L'émancipation tunisienne de la dictature est l'occasion de lire ou relire Mustafa Safouan qui explique l'utilisation cynique de la religion à laquelle se livrent des politiques cyniques, comme c'est toujours le cas : que ces politiques se présentent comme laïques ou prétendent parler au nom de la religion, dans tous les cas, il faut tout de même ouvrir les yeux et remarquer qu'une dictature, ses formes et ses ressorts, ses intérêts économiques et son pouvoir policier, adaptés à une situation présente, ne gît jamais toute élaborée dans le texte religieux. En revanche c'est la foi des fidèles qui est exploitée. Ce sont les croyances religieuses qu'une dictature utilise en leur donnant des contenu politiques, ce sont les passions de crainte et d'espoir que les pouvoirs politiques nourrissent en usant d'un vocabulaire religieux et en prétendant agir au nom de la religion ou de la volonté de Dieu et en imposant par la terreur et par la menace un ordre à son profit, combinant les moyens de la confiance et de l'imagination à ceux de la peur et de la surveillance policière.

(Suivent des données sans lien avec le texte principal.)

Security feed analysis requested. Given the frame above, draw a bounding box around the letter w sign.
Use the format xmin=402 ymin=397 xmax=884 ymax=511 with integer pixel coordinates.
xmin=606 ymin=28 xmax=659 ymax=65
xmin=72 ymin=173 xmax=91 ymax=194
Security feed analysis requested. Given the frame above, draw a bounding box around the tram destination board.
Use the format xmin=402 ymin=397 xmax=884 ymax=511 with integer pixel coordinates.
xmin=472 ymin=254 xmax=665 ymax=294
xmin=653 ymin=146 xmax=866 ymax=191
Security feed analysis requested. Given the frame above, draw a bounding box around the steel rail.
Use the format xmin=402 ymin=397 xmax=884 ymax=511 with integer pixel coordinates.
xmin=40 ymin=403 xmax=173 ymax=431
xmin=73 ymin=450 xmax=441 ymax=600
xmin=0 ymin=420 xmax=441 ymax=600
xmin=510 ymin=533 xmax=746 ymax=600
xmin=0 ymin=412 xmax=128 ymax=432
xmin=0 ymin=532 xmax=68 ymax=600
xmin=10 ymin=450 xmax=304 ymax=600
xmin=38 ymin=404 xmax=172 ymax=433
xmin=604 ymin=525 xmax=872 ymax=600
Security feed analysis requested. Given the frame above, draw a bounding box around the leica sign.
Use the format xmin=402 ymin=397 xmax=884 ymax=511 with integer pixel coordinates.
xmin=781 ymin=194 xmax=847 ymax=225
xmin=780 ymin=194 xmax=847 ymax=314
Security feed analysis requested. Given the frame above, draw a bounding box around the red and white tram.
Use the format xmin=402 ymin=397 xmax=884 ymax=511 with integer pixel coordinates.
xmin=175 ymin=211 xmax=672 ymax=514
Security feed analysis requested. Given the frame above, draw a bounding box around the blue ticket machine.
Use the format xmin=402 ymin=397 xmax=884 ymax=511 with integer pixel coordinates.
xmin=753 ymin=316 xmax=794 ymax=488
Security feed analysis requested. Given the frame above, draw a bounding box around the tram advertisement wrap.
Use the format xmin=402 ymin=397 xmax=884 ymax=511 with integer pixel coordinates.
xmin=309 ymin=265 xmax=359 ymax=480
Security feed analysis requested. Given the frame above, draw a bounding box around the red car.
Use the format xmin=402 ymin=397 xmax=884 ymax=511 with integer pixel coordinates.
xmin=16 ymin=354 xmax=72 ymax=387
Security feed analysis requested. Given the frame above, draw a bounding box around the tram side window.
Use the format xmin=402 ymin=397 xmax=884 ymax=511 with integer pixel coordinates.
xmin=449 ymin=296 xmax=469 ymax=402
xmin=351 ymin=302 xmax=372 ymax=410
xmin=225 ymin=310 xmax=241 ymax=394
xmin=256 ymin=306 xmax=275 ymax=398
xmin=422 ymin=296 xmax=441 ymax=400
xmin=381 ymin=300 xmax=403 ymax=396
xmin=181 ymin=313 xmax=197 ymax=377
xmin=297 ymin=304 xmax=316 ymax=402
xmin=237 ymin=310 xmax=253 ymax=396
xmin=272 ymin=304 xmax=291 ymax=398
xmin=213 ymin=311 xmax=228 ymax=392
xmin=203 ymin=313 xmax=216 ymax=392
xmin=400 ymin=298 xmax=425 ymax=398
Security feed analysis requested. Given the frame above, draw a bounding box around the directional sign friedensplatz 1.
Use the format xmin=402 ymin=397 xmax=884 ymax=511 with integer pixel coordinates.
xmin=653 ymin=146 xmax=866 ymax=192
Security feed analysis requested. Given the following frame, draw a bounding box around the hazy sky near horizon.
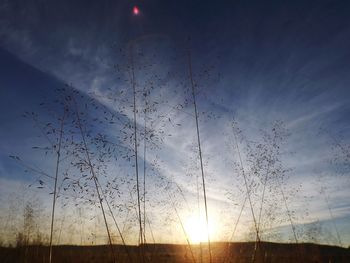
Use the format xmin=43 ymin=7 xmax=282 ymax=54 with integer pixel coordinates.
xmin=0 ymin=0 xmax=350 ymax=248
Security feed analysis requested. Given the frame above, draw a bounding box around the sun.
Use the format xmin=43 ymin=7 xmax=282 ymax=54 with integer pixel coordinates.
xmin=184 ymin=216 xmax=216 ymax=244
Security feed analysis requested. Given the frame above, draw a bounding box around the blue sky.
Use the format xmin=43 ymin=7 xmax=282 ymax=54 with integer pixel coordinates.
xmin=0 ymin=0 xmax=350 ymax=248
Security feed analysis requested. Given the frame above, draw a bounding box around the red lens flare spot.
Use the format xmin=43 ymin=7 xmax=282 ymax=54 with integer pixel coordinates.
xmin=132 ymin=6 xmax=140 ymax=16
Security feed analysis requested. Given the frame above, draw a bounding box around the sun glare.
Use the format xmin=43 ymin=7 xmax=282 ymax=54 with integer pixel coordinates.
xmin=184 ymin=216 xmax=216 ymax=244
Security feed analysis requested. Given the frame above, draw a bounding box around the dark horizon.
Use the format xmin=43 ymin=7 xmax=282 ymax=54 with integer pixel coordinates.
xmin=0 ymin=0 xmax=350 ymax=253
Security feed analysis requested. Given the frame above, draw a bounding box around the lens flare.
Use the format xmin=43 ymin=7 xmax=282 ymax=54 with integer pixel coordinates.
xmin=132 ymin=6 xmax=140 ymax=16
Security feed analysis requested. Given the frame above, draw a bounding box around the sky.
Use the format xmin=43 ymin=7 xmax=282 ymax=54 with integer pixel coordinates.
xmin=0 ymin=0 xmax=350 ymax=246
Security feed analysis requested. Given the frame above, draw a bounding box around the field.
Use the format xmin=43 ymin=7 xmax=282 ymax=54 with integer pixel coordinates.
xmin=0 ymin=242 xmax=350 ymax=263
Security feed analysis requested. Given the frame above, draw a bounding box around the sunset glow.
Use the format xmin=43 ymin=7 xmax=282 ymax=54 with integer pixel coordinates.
xmin=185 ymin=216 xmax=217 ymax=244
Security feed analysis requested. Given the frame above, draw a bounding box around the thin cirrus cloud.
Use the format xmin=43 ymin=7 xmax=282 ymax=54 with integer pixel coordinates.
xmin=0 ymin=1 xmax=350 ymax=245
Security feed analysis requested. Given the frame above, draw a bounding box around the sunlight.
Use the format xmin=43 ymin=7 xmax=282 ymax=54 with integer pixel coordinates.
xmin=184 ymin=216 xmax=216 ymax=244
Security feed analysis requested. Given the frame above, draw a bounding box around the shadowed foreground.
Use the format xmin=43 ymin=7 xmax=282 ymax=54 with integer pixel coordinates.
xmin=0 ymin=242 xmax=350 ymax=263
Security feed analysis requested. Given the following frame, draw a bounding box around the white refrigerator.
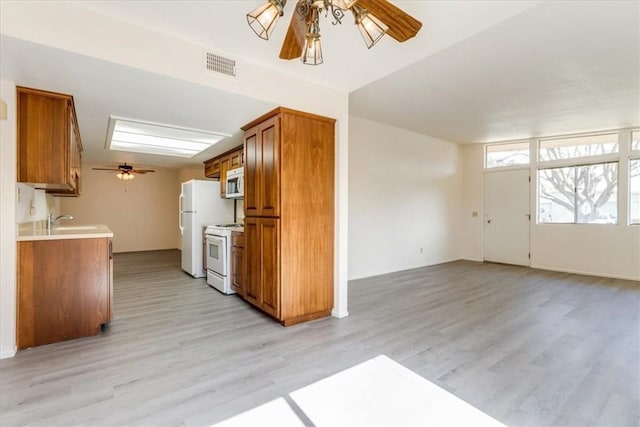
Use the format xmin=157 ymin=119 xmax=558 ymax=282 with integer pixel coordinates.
xmin=179 ymin=179 xmax=233 ymax=278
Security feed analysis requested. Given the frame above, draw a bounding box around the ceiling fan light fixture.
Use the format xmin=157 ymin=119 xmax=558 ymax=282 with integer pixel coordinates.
xmin=116 ymin=172 xmax=135 ymax=181
xmin=351 ymin=6 xmax=389 ymax=49
xmin=333 ymin=0 xmax=358 ymax=10
xmin=247 ymin=0 xmax=287 ymax=40
xmin=300 ymin=16 xmax=322 ymax=65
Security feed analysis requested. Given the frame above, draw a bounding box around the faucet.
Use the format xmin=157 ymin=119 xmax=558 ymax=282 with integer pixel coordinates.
xmin=47 ymin=212 xmax=73 ymax=230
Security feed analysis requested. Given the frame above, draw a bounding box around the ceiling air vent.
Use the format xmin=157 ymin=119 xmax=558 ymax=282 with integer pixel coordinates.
xmin=205 ymin=52 xmax=236 ymax=77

Mustafa Safouan, comme Spinoza dont il est un lecteur savant, et comme Spinoza qui définissait les fondements de la liberté politique et religieuse dans une époque d'intolérance à l'égard des croyances religieuses en démontrant que celles-ci sont utilisées pour l'oppression et la domination, Safouan donc dénonce l'instrumentalisation des croyances religieuses par des dictatures qui prétendent parler au nom de l'islam -ou par celles qui prétendent préserver le peuple des islamistes politiques radicaux, prétexte utilisé pour assoir et faire durer leur dictature.
Son ouvrage, "Pourquoi le monde arabe n'est pas libre" avait précédemment été présenté sur le blog.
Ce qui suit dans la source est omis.